The first, of a psychological nature, has clouded expectations, a crucial (although difficult to quantify) factor in investment and consumption decisions. And the energy shock is equivalent to an impoverishment of the country, which can be estimated at more than 52,000 million euros —or 4% of GDP—, what has never been seen since the 1970s.
In the face of such shocks, the economy has held up better than anticipated. The much feared storm did not occur in autumn and the available indicators, although generally downward, show that the collapse in purchasing power borne by households has only partially passed through to consumption. Companies, for their part, have adapted by saving energy and in some sectors profits have skyrocketed.
What happens from here on out depends above all on three factors. One, the degree of persistence of both shocks, something that seems to point in the right direction. Uncertainties persist, but the worst scenarios proposed as a result of the war now seem less plausible. Proof of this are the confidence indices, which, although still in negative territory, register a slight improvement. Likewise, the prospect of a gas supply cut during the winter is less likely, according to forward markets that anticipate a stabilization of energy prices around their current levels —although these continue to be very high and subject to fluctuations. great volatility. The CPI for energy products has fallen since the summer to levels close to pre-war values.

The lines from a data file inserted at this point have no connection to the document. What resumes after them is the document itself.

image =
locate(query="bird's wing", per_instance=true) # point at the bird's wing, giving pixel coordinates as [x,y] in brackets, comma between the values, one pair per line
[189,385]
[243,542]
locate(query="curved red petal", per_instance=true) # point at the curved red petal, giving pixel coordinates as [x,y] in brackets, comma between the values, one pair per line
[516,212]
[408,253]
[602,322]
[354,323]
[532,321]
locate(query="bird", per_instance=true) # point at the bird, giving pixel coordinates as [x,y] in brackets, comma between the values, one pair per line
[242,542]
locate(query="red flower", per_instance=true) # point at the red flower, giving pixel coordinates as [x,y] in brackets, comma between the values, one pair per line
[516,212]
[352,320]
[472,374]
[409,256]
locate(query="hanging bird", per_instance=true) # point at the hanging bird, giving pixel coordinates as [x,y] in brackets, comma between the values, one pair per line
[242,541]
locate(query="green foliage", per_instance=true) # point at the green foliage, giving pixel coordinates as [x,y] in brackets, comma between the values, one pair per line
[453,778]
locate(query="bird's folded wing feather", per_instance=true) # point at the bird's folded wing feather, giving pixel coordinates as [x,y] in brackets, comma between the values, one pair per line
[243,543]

Second, much will depend on the second-round effects of the shocks. At the moment these are not appreciated in terms of wages (the labor cost per hour worked increased by 2.3% in the third quarter, six tenths less than the euro area average). But, meanwhile, the escalation of prices has entered the productive apparatus, with a very high percentage of CPI components becoming more expensive at a rate of more than 6%. In addition, as the ECB has pointed out in its latest forecasts, the suppression of some of the measures adopted by governments, such as the general subsidy for hydrocarbons, will mechanically have an upward effect on inflation.
Another second-round effect that will be decisive is the behavior of the labor market. Until now, employment has acted as a containment dam against the wave of contraction. Changes are detected in the management of the workforce that point to the maintenance of this moderating trend, but this is under the assumption that new shocks do not occur.
All in all, what will be most relevant will be the role of monetary and fiscal policy, given the challenge of appeasing inflation without affecting growth or financial stability. The task is especially complex for the ECB, due to the pressure from the countries of central Europe with a CPI in double digits, which demand a more aggressive monetary restriction. Something that is not necessarily convenient for Spain and France, with more contained inflation. The public treasury, for its part, tries to distribute the costs of inflation, facilitate the energy and digital transition, and at the same time embark on a path to correct imbalances. In short, everything indicates that economic policy will regain its leading role in the new year, after the exceptional succession of exogenous shocks that have marked our lives.
The one-year Euribor, the main reference for variable-rate mortgages, has left behind the negative terrain in which it has remained in recent years, rising from -0.5% in January to values of over 3% after the last ECB meeting. The increase is less pronounced discounting the increase in remuneration: in real terms (difference between the nominal interest rate and the increase in wages), the Euribor stands at 1%, compared to an average of -1.1% during the expansive pre-pandemic period.